Carlos Melo, também cientista político e professor do Insper, lembra que, desde a redemocratização, nenhum presidente tomou posse sob risco de golpe, como foi com Lula. E que, diante do desmonte de políticas públicas, o governo assumiu sendo obrigado a fazer uma espécie de rearrumação geral. Mas ele também observa que a nova gestão ainda não mostrou sua face de futuro.

“O arcabouço fiscal não é projeto. Qual é o projeto de desenvolvimento do governo? Como vai lidar, por exemplo, com a revolução tecnológica mundial, que está transformando a produtividade, os empregos?”, questiona.

Melo critica ainda a comunicação descoordenada do governo, em que o presidente fala demais e acaba decepcionando eleitores que tinham expectativas diferentes. “Lula mudou muito em relação ao primeiro e ao segundo mandatos. Ele tinha antes um núcleo duro que se posicionava e ajudava a direcionar o presidente. Todo poder precisa de conselheiro.”

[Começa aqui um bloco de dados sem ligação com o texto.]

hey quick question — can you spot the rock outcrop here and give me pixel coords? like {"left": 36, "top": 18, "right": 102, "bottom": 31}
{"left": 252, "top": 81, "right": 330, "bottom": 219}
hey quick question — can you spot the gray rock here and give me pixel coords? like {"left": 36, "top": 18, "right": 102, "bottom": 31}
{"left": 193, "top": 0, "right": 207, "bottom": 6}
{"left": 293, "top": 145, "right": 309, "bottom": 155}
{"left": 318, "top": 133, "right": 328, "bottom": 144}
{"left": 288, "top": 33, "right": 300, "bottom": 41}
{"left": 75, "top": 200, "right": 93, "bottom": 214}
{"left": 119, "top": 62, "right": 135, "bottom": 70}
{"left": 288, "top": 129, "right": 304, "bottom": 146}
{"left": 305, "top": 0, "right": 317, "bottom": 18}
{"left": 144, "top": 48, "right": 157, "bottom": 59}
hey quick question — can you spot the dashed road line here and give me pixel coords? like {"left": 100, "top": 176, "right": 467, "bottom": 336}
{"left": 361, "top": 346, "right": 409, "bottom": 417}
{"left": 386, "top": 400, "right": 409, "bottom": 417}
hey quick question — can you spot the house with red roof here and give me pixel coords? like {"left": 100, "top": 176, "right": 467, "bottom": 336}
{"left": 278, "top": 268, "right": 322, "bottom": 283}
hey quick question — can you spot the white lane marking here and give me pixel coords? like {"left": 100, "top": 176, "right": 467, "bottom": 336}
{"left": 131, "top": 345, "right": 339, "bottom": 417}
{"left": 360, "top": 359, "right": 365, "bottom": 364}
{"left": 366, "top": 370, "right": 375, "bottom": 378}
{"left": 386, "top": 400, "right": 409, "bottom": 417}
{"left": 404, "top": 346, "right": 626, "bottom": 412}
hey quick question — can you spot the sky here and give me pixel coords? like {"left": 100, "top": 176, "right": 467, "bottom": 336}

Para ele, o PT parece demonstrar que até hoje “não assimilou o [Plano] Real e não entende que a inflação é um grande mal”.

“Só que, se o partido admite um pouco de inflação, os agentes já consideram que admite aquele pouco e mais um pouco. As falas de Lula acabam anulando os bons sinais dados por Haddad.”

Antonio Corrêa de Lacerda, professor da PUC-SP, que integrou o governo de transição e agora faz parte da Comissão de Estudos Estratégicos do BNDES , tem outra interpretação. O economista afirma que o mercado se prende às suas próprias convenções, criando uma espécie de senso comum, e que o BC compõe essa narrativa. “Quem se reúne com a autoridade monetária é o mercado, não o meio acadêmico, e quando o BC se posiciona influencia, sim, a trajetória dos juros futuros.”

Para ele, a marca do presidente Lula é a negociação. “Ele parte do confronto, mas chega ao consenso.”